Wednesday, August 17, 2005

raving mad woman.

yes, i tend to rave alot..to people who bother to listen of course.

my life is nothing but screwed up shit lately. so much problems happening both in school and at home im so fed up with life. so im whining, sue me la.

being the lousy ass bum, im here again, online and trying to blog out my woes. but the truth is i can never truly do so, because there are people reading my blog, and i do not want these people to read what im feeling.

different people have different points of views, different perspectives. we are entitled to our our views and opinions, so just let me write what i feel can??? without me having to guard all the shit i want to spew out of my mouth. stop condemning me and my words. for i do not condemn anyone.

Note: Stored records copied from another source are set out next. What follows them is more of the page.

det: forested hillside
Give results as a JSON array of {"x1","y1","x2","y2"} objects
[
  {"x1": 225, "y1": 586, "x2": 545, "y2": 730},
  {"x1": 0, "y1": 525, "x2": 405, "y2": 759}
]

what goes around comes around.

sometimes people only learn through mistakes. committing a mistake once or twice is fine, but sometimes too much is too much. there are times when forgiving is just not in my dictionary. you can come and go as you wish, so why can't i f*cking do the same thing to you?

fine, so in the end i did not leave though i wanted to. i was there when you needed me. and now, where the hell are you when i so f*cking desperately need you. WHERE???

pardon the expletives, for im in a very very unpleasant mood right now. you wouldn't want to offend me.

be it the stress from watching my classmates zoom ahead of me in EVERYTHING academics wise, or be it the laziness inside me that tempts me everything i try hard to study..it surprises me that i actually made it for the Os. pray to all Gods present on earth that they bless me i get through this damn high hurdle in one piece and emerge victorious.

let me cry tears of joy, not desperation.

im tearing down inside. can you see?

i keep assuring people around me everything's ok. but how well can things be when you see no light anywhere, anyhow?

life has become nothing but a mundane cycle for me. studying has lost its meaning. is it for the joy of learning? or simply to grasp all these knowledge to get questions right and score the maximum amounts of distinctions?

perhaps i am i loser afterall. giving up so easily where people are spurred on.

i gotta fight on.

each day i step into college with trudging feet, i see the countdown to prelims screaming out to me from the tv messaging system.

i gotta keep going. i'm almost there, yet not yet. so close, yet so far.

to enjoy after the huge exams, i gotta mug like shit first. then, i can enjoy the sweet savory after taste of my "fruits of labour"(which i obviously hope there are).

im supposed to be dieting. but i'm bingeing.

i forgot how to laugh and smile suddenly.

life seems so bleak to me, i'm lost.

for once, it seems like i have no one near that understands my situation. but yet there are only people who keep adding onto my frustrations and making me extremely upset with their comments.

i admit i'm dumb afterall. so what? dumb people have their pride ok.












screw it la.
if you even understand what i'm writing in this entry, good for you. if not, not like i care that you don't.

i'm sorry if i offended or hurt anyone in my recent mindless banters.













just leave me alone. i am a loner.

you don't care anyway.





this entire entry does not contain a single truth. except for the third sentence from this.